Analyzing PyPI package downloads

This section covers how to use the public PyPI download statistics dataset to learn more about downloads of a package (or packages) hosted on PyPI. For example, you can use it to discover the distribution of Python versions used to download a package.

Background

PyPI does not display download statistics for a number of reasons: 1

  • Inefficient to make work with a Content Distribution Network (CDN): Download statistics change constantly.

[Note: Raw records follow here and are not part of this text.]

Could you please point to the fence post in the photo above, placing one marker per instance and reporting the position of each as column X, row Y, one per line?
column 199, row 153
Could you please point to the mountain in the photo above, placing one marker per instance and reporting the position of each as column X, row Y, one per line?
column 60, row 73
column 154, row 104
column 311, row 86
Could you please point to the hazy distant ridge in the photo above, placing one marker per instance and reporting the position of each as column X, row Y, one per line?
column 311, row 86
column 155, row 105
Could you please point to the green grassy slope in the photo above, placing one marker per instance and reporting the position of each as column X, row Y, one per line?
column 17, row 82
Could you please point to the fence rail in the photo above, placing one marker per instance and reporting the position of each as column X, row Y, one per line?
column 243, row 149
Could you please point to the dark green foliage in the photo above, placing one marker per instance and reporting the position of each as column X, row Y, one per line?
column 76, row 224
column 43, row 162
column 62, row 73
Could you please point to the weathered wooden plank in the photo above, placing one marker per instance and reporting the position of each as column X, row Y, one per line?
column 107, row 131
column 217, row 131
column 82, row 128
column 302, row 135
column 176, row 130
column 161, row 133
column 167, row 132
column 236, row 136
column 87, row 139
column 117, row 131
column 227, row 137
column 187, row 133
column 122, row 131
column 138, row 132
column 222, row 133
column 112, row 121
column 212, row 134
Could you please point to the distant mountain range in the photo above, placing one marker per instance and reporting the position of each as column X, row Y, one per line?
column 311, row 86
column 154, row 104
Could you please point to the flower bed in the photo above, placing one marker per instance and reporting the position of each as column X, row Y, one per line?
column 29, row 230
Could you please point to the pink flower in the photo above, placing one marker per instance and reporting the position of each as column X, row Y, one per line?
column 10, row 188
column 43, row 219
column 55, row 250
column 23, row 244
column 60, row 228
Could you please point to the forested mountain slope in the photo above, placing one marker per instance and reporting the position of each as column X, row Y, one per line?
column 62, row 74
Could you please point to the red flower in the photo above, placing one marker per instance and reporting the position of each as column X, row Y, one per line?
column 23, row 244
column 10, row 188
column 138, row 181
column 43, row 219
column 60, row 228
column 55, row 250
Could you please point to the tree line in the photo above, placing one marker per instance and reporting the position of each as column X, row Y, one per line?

Including them in project pages, which are heavily cached, would require invalidating the cache more often, and reduce the overall effectiveness of the cache.

  • Highly inaccurate: A number of things prevent the download counts from being accurate, some of which include:

    • pip’s download cache (lowers download counts)

    • Internal or unofficial mirrors (can both raise or lower download counts)

    • Packages not hosted on PyPI (for comparisons sake)

    • Unofficial scripts or attempts at download count inflation (raises download counts)

    • Known historical data quality issues (lowers download counts)

  • Not particularly useful: Just because a project has been downloaded a lot doesn’t mean it’s good; Similarly just because a project hasn’t been downloaded a lot doesn’t mean it’s bad!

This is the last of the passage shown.